Checklist for Web Experiments
(The following is not a comprehensive checklist for experimenters planning to run web-based procedures. It represents only some of the most important steps experimenters should take to ensure their procedure is functional and their analysis is sound. Many other considerations should be taken into account, depending on the particular method employed and population targeted by the experimenter.)
Testing your procedure
- ❑ Create a Mechanical Turk worker account so you can test your procedure as a participant before launching publicly
- ❑ Set a custom qualification and assign it only to your own worker account
- ❑ Launch your experiment with the custom qualification assigned to your worker account, preventing other workers from viewing the HIT
- ❑ Log into your worker account, and complete your HIT at least 8 times, each time using one of the following 8 configurations (Browser + Operating System):
- Chrome + Mac
- Chrome + Windows
- Firefox + Mac
- Firefox + Windows
- Edge + Mac
- Edge + Windows
- Safari + Mac
- Safari + Windows
- ❑ Check the URLs for each page in your procedure to ensure they do not contain any information that might reveal your experimental manipulation
- ❑ Check your logged data to make sure all activity is being tracked appropriately
- ❑ Have a few friends complete your survey and time the duration of their responses to each question type, so you have some sense of how long it *should* take the average participant to complete the procedure
Protecting yourself against low quality data
- ❑ Always include a neutral answer (e.g. “Choose here”) as the preselected or default response in form elements such as drop down lists
- ❑ Test multiple response styles (e.g. radial, slider, drop down) to determine whether response type may bias results
- ❑ Do not advertise eligibility requirements as part of the study sign up process, instead use qualification restrictions (such as country, number of studies completed, etc.) or a pre-survey to restrict eligibility (Siegel et al., 2015)
- ❑ Prevent retakes by assigning custom qualifications through the Mechanical Turk API, or using Qualtrics’s built-in system
- ❑ Collect IP addresses and location data, as these can be used to detect bot activity
- ❑ Use a transcription task at the start of your experiment that requires participants to transcribe a photograph of handwritten words
- ❑ Use a comprehension check with a non-obvious pattern (i.e. answers to multiple choice comprehension questions should not all be assigned to the top radial in each choice list)
- ❑ Include a mandatory free-form response at the end of your survey (you can instruct participants simply to type “na” if they have no response/comments)
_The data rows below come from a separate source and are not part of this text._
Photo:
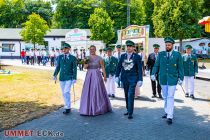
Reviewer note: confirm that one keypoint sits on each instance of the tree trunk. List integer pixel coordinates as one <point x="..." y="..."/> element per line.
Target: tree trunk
<point x="180" y="45"/>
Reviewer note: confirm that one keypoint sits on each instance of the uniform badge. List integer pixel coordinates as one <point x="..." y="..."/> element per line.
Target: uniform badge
<point x="127" y="64"/>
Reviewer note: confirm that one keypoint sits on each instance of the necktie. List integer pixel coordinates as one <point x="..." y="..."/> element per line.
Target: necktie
<point x="155" y="56"/>
<point x="168" y="55"/>
<point x="65" y="57"/>
<point x="118" y="55"/>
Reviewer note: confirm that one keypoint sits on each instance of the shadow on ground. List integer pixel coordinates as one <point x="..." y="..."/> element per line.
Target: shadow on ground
<point x="15" y="113"/>
<point x="146" y="125"/>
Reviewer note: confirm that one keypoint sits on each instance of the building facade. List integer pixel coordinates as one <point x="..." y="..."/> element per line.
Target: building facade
<point x="11" y="42"/>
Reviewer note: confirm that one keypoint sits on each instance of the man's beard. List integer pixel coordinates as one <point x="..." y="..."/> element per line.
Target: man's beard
<point x="168" y="49"/>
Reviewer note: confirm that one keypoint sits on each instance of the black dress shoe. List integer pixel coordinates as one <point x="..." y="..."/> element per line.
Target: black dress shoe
<point x="169" y="121"/>
<point x="160" y="96"/>
<point x="186" y="95"/>
<point x="67" y="111"/>
<point x="126" y="113"/>
<point x="130" y="116"/>
<point x="164" y="116"/>
<point x="192" y="96"/>
<point x="154" y="96"/>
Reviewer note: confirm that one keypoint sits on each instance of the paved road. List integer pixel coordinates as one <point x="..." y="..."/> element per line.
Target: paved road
<point x="191" y="122"/>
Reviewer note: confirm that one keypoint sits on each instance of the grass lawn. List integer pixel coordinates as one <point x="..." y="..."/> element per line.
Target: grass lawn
<point x="205" y="61"/>
<point x="29" y="94"/>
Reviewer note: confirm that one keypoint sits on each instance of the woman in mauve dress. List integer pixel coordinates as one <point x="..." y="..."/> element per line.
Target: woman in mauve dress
<point x="94" y="100"/>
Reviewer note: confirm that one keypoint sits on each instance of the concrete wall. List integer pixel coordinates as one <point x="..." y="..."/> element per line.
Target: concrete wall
<point x="15" y="54"/>
<point x="153" y="41"/>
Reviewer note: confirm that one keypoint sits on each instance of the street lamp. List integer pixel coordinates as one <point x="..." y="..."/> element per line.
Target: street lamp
<point x="128" y="13"/>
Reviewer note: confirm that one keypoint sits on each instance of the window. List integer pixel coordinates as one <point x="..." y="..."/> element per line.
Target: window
<point x="202" y="44"/>
<point x="8" y="47"/>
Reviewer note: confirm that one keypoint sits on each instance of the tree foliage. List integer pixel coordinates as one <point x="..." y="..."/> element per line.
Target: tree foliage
<point x="34" y="29"/>
<point x="176" y="18"/>
<point x="101" y="26"/>
<point x="11" y="13"/>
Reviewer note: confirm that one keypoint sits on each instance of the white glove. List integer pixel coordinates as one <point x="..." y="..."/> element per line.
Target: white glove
<point x="152" y="77"/>
<point x="147" y="72"/>
<point x="74" y="81"/>
<point x="139" y="84"/>
<point x="117" y="79"/>
<point x="180" y="82"/>
<point x="55" y="78"/>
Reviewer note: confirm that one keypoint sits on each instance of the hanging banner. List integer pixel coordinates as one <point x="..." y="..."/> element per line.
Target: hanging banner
<point x="76" y="35"/>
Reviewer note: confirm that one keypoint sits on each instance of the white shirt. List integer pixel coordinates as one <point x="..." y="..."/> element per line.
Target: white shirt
<point x="116" y="54"/>
<point x="142" y="56"/>
<point x="44" y="53"/>
<point x="37" y="53"/>
<point x="32" y="53"/>
<point x="57" y="54"/>
<point x="52" y="54"/>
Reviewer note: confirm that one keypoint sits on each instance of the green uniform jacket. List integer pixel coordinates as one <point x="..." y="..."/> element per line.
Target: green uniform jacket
<point x="169" y="70"/>
<point x="67" y="68"/>
<point x="110" y="66"/>
<point x="190" y="65"/>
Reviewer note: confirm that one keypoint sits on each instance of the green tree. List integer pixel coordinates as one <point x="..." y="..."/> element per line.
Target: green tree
<point x="205" y="8"/>
<point x="176" y="18"/>
<point x="34" y="29"/>
<point x="138" y="16"/>
<point x="117" y="11"/>
<point x="73" y="14"/>
<point x="11" y="13"/>
<point x="41" y="7"/>
<point x="101" y="26"/>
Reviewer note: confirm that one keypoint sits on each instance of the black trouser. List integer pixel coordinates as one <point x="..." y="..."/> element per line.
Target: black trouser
<point x="81" y="65"/>
<point x="27" y="59"/>
<point x="32" y="60"/>
<point x="129" y="89"/>
<point x="52" y="61"/>
<point x="156" y="87"/>
<point x="39" y="59"/>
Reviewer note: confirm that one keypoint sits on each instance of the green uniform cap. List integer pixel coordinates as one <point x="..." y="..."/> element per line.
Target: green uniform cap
<point x="156" y="46"/>
<point x="188" y="47"/>
<point x="129" y="43"/>
<point x="109" y="49"/>
<point x="169" y="40"/>
<point x="118" y="46"/>
<point x="66" y="45"/>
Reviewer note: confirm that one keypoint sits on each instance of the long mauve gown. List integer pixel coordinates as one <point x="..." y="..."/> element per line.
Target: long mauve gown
<point x="94" y="99"/>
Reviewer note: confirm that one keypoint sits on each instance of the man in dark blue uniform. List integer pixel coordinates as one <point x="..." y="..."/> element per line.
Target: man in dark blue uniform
<point x="130" y="68"/>
<point x="150" y="64"/>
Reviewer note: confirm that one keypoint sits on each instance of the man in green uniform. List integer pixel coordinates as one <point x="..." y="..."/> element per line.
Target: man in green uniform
<point x="169" y="67"/>
<point x="110" y="63"/>
<point x="190" y="63"/>
<point x="67" y="67"/>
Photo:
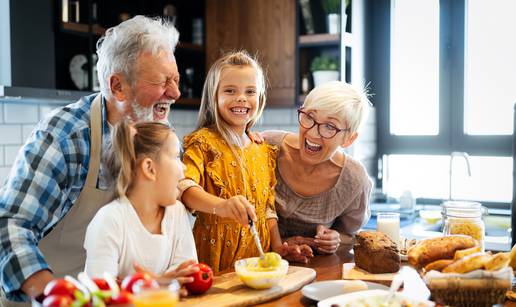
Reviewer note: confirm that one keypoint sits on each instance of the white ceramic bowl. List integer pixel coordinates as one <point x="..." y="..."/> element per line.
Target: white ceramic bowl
<point x="260" y="279"/>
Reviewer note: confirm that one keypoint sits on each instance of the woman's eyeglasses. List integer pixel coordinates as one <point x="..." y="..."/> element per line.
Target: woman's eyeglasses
<point x="325" y="130"/>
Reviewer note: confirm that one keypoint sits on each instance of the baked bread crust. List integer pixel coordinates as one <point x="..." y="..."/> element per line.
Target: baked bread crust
<point x="433" y="249"/>
<point x="376" y="253"/>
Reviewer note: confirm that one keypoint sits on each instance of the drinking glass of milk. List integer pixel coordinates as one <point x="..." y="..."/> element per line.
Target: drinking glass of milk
<point x="389" y="224"/>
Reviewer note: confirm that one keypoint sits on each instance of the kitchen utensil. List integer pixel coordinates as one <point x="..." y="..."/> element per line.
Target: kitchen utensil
<point x="395" y="285"/>
<point x="256" y="239"/>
Reducing the negative impact of attrition
- ❑ Ask personal demographic questions, and announce chances for additional financial incentives at the start of your procedure, as both of these measures have been shown to reduce dropouts (Reips, 2002a)
- ❑ Introduce a high hurdle task by concentrating motivationally adverse factors toward the start of the procedure
- ❑ Ask participants to estimate the likelihood they will complete the whole experiment before they begin the procedure
- ❑ Use a prewarning with an appeal to conscience (e.g. “Our research depends on good quality data, and that quality is compromised whenever participants fail to complete the full procedure.”) (Zhou & Fishbach, 2016)
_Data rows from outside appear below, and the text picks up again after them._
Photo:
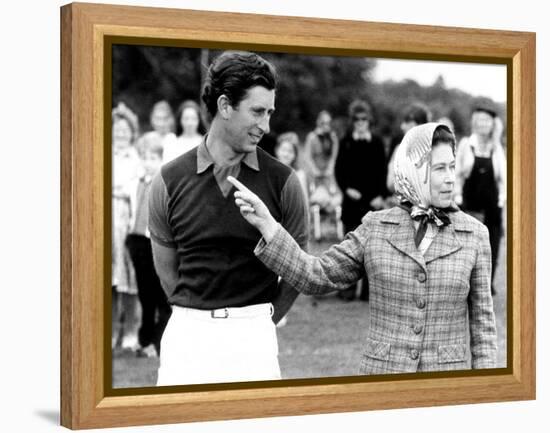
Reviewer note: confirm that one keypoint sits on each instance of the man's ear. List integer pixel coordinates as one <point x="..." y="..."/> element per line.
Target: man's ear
<point x="224" y="107"/>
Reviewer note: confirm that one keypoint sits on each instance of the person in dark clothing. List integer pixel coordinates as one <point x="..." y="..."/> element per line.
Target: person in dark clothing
<point x="361" y="175"/>
<point x="481" y="174"/>
<point x="225" y="301"/>
<point x="155" y="310"/>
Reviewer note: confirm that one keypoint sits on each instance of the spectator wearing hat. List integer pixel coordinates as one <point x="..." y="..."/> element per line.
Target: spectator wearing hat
<point x="480" y="187"/>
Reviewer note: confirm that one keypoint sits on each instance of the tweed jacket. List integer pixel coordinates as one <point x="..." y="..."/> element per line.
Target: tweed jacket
<point x="431" y="312"/>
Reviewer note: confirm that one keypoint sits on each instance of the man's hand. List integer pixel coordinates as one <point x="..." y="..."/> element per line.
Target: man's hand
<point x="254" y="210"/>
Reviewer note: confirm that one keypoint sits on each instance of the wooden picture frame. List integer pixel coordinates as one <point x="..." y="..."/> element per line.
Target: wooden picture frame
<point x="86" y="401"/>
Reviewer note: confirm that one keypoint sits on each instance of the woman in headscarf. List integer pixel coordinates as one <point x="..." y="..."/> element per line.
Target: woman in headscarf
<point x="428" y="264"/>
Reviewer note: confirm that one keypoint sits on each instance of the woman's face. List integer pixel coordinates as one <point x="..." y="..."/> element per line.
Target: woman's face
<point x="189" y="120"/>
<point x="442" y="175"/>
<point x="323" y="123"/>
<point x="161" y="121"/>
<point x="122" y="134"/>
<point x="482" y="123"/>
<point x="285" y="153"/>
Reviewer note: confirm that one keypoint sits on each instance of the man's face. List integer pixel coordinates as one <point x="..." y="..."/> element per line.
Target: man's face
<point x="285" y="153"/>
<point x="442" y="175"/>
<point x="361" y="123"/>
<point x="249" y="120"/>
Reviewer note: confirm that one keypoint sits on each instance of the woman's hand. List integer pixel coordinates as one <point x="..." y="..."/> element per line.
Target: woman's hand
<point x="254" y="210"/>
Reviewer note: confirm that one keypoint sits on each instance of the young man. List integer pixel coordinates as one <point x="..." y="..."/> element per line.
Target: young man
<point x="222" y="329"/>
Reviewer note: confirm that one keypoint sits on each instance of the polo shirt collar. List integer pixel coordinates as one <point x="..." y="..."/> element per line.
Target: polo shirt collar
<point x="204" y="159"/>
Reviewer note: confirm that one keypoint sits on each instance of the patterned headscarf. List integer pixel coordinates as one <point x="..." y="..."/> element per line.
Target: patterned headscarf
<point x="412" y="178"/>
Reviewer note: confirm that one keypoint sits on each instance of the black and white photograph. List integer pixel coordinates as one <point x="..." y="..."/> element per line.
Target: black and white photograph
<point x="291" y="216"/>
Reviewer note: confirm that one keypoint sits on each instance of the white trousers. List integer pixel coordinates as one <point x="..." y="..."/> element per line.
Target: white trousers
<point x="225" y="345"/>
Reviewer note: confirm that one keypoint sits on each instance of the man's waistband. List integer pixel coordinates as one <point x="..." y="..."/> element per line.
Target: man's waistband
<point x="257" y="310"/>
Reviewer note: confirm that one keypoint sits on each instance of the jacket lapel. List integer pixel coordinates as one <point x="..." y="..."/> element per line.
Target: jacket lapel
<point x="402" y="237"/>
<point x="444" y="243"/>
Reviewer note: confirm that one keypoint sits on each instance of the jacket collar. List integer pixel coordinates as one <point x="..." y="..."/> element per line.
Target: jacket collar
<point x="445" y="243"/>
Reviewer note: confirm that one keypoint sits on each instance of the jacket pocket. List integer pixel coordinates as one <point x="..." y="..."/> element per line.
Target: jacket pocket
<point x="451" y="353"/>
<point x="377" y="349"/>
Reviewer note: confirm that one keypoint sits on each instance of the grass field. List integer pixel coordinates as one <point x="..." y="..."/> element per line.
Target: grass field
<point x="323" y="337"/>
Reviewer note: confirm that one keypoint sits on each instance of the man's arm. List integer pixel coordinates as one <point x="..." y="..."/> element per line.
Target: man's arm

- ❑ Use practice trials, pilot new experimental protocols, or ask participants to complete a boring task prior to starting the focal experimental procedure
Analyzing your data
- ❑ Wait until all data have posted to your server, or deactivate your Qualtrics survey, before beginning your analysis – some platforms (e.g. jsPsych, Qualtrics) do not post unfinished responses to the server for up to one week after a participant initiates her response, and you will not be able to measure attrition rates until these data have been posted
- ❑ Check every free-form response you have collected, looking for suspicious patterns (e.g. one script I’ve detected in my data copies text from the surrounding page, mixes up the words, then pastes the result into the free-form response box)
- ❑ Check for repeated IP addresses and latitude/longitude coordinates, as significant numbers of such repeated information may be a sign of bot activity (Bai, 2018)
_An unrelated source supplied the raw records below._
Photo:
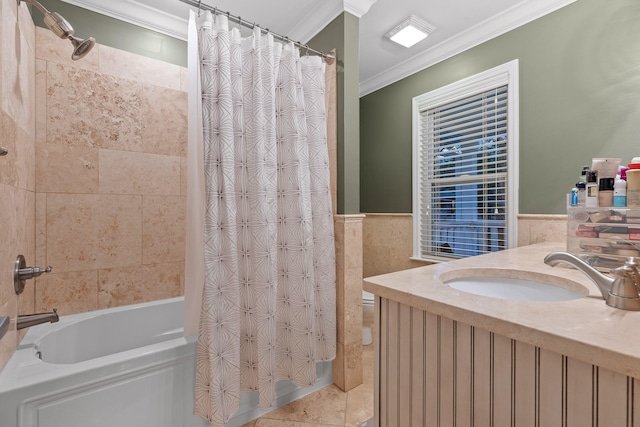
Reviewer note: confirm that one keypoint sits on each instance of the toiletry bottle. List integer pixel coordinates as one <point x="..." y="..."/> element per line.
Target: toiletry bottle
<point x="591" y="199"/>
<point x="582" y="190"/>
<point x="620" y="189"/>
<point x="605" y="191"/>
<point x="583" y="174"/>
<point x="573" y="200"/>
<point x="633" y="183"/>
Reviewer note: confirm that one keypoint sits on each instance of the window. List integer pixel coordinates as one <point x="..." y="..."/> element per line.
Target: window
<point x="465" y="158"/>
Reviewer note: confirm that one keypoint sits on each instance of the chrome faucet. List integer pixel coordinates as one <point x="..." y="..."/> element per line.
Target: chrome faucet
<point x="619" y="291"/>
<point x="36" y="319"/>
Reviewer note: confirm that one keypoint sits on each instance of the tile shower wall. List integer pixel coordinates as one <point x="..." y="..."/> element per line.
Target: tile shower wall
<point x="111" y="141"/>
<point x="17" y="168"/>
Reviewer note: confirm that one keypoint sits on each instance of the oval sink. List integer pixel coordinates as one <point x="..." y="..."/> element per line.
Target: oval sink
<point x="511" y="288"/>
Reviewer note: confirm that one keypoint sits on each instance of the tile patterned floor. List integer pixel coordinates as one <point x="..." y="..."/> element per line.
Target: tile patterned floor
<point x="329" y="406"/>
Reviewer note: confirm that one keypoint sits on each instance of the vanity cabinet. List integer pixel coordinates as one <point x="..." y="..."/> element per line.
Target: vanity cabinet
<point x="447" y="358"/>
<point x="432" y="371"/>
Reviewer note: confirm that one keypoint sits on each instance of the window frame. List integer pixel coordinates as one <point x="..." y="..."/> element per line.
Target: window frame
<point x="505" y="74"/>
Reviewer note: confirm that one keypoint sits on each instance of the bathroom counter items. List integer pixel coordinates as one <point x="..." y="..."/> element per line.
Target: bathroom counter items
<point x="585" y="329"/>
<point x="603" y="237"/>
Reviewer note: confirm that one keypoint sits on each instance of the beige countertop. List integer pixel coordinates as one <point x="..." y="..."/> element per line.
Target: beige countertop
<point x="585" y="328"/>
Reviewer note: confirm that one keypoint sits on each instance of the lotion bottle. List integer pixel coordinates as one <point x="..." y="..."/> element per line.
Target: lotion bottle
<point x="591" y="199"/>
<point x="620" y="189"/>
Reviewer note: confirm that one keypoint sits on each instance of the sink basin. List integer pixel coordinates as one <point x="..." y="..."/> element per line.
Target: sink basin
<point x="489" y="284"/>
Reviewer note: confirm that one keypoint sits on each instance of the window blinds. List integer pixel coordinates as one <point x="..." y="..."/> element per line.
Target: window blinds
<point x="463" y="176"/>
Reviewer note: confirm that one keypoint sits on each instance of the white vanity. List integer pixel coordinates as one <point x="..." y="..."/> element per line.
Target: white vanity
<point x="446" y="357"/>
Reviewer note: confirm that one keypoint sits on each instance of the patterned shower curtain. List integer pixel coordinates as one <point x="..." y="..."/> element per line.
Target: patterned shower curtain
<point x="268" y="303"/>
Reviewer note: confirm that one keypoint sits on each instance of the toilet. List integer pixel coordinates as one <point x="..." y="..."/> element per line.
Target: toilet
<point x="367" y="317"/>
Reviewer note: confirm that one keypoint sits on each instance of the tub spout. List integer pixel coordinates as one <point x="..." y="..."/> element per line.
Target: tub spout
<point x="36" y="319"/>
<point x="619" y="291"/>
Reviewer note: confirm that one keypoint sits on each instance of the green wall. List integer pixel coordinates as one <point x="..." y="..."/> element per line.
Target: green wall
<point x="115" y="33"/>
<point x="579" y="99"/>
<point x="342" y="35"/>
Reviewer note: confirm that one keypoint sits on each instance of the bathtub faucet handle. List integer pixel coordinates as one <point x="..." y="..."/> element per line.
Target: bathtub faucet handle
<point x="31" y="272"/>
<point x="22" y="273"/>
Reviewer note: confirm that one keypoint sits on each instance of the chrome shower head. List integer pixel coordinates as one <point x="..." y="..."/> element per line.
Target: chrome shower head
<point x="81" y="47"/>
<point x="63" y="29"/>
<point x="58" y="25"/>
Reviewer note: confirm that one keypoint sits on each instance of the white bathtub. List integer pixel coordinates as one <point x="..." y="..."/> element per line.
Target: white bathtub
<point x="126" y="366"/>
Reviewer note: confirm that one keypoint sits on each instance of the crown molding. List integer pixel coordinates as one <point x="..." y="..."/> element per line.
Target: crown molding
<point x="488" y="29"/>
<point x="316" y="20"/>
<point x="358" y="7"/>
<point x="138" y="14"/>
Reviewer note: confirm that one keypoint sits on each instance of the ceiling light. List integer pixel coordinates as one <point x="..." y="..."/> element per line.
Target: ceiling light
<point x="410" y="31"/>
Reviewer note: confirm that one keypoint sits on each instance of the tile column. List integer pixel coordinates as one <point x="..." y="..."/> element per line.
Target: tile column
<point x="347" y="367"/>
- ❑ Include browser and operating system as factors in your analysis, as system configurations may impact participants’ interaction with your procedure, and have been found to be correlated with important individual differences that may affect your results (Buchanan & Reips, 2001)
References and Additional Resources
Arechar, A. A., Kraft-Todd, G. T., & Rand, D. G. (2017). Turking overtime: how participant characteristics and behavior vary over time and day on Amazon Mechanical Turk. Journal of the Economic Science Association, 3(1), 1-11.
Bai, H. (2018). Evidence that A Large Amount of Low Quality Responses on MTurk Can Be Detected with Repeated GPS Coordinates. Retrieved from: https://www.maxhuibai.com/blog/evidence-that-responses-from-repeating-gps-are-random
Behrend, T. S., Sharek, D. J., Meade, A. W., & Wiebe, E. N. (2011). The viability of crowdsourcing for survey research. Behavior Research Methods, 43(3), 800.
Buchanan, T., & Reips, U.-D. (2001). Platform-dependent biases in Online Research: Do Mac users really think different? In K. J. Jonas, P. Breuer, B. Schauenburg, & M. Boos (Eds.), Perspectives on Internet Research: Concepts and Methods.
Casey, L. S., Chandler, J., Levine, A. S., Proctor, A., & Strolovitch, D. Z. (2017). Intertemporal differences among MTurk workers: Time-based sample variations and implications for online data collection. SAGE Open, 7(2), 2158244017712774.
Chandler, J., Mueller, P., & Paolacci, G. (2014). Nonnaïveté among Amazon Mechanical Turk workers: Consequences and solutions for behavioral researchers. Behavior Research Methods, 46, 112–130.
Chandler, J. J., & Paolacci, G. (2017). Lie for a dime: When most prescreening responses are honest but most study participants are impostors. Social Psychological and Personality Science, 8(5), 500-508.
Dennis, S. A., Goodson, B. M., & and Pearson, C. (2018). Mturk Workers’ Use of Low-Cost ‘Virtual Private Servers’ to Circumvent Screening Methods: A Research Note. Available at SSRN: https://ssrn.com/abstract=3233954
Krantz, J. H., & Reips, U. D. (2017). The state of web-based research: A survey and call for inclusion in curricula. Behavior Research Methods, 49(5), 1621-1629.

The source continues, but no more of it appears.